In the current era of smartphones, social media, 24-hour news channels, and now virtually instantaneous and universal access to an ever-increasing array of news and other information sources, the salience of science, knowledge, and technology studies has reached a new level of importance in society and sociology. In fact, simply refer back to Steve Epstein’s report on new section membership data and statistical trends on page two of this newsletter for confirmation of this ever-increasing salience. In a statement reminiscent of the founding members’ celebration of the achievement of official section status and its implications for the importance of the field, Epstein emphasizes the section’s 7.1% increase in membership from the same time last year as further “evidence of the upward trajectory of science, knowledge, and technology studies.” As Henry Etzkowitz presciently observed in the first “Chair’s Column” in 1988, 27 years ago: “As the action moves to science, knowledge, and technology, so will sociologists.”
REFERENCES
Clarke, Adele and Susan Leigh Star. 2003. “Science, Technology, and Medicine Studies.” Pp. 539-574 in Handbook of Symbolic Interactionism, edited by L. T. Reynolds and N. J. Herman-Kinney. Walnut Creek, CA: A ltaMira Press.
Etzkowitz, Henry and Loet Leydesdorrf. 1995. “The Triple Helix: University-Industry-Government Relations: A Laboratory for Knowledge-Based Economic Development.” EASST Review. 14:14-19.
Gieryn, Thomas F. 1983. “Boundary-Work and the Demarcation of Science from Non-Science: Strains and Interests in Professional Ideologies of Scientists.” American Sociological Review. 48:781-795.
Knorr Cetina, Karin D. 1981. The Manufacture of Knowledge: An Essay on the Constructivist and Contextual Nature of Science. Oxford: Pergamon Press.
Kuhn, Thomas S. 1970. The Structure of Scientific Revolutions. 2nd ed. Chicago: University of Chicago Press.
Latour, Bruno and Steve Woolgar. 1979. Laboratory Life: The Construction of Scientific Facts. Beverly Hills: Sage Publications.

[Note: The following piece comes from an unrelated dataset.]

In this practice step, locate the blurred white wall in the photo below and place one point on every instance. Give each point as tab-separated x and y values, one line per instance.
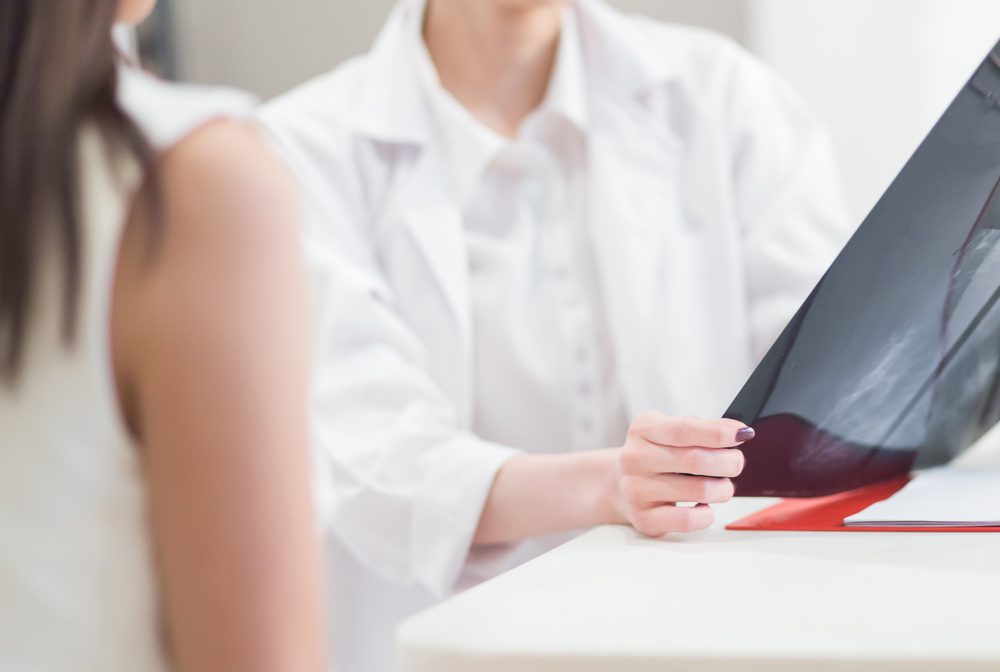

Lynch, Michael. 1985. Art and Artifact in Laboratory Science: A Study of Shop Work and Shop Talk in a Research Laboratory. London: Routledge & Kegan Paul.
Traweek, Sharon. 1988. Beamtimes and Lifetimes: The World of High Energy Physicists. Boston: Harvard University Press.
Elizabeth M. Sweeney is a PhD candidate in the Department of Sociology at the University of Cincinnati. Her dissertation research examines the moral complexities of treating chronic pain. She is currently one of the SKAT graduate student representatives and the chair of the SKAT Publications Committee.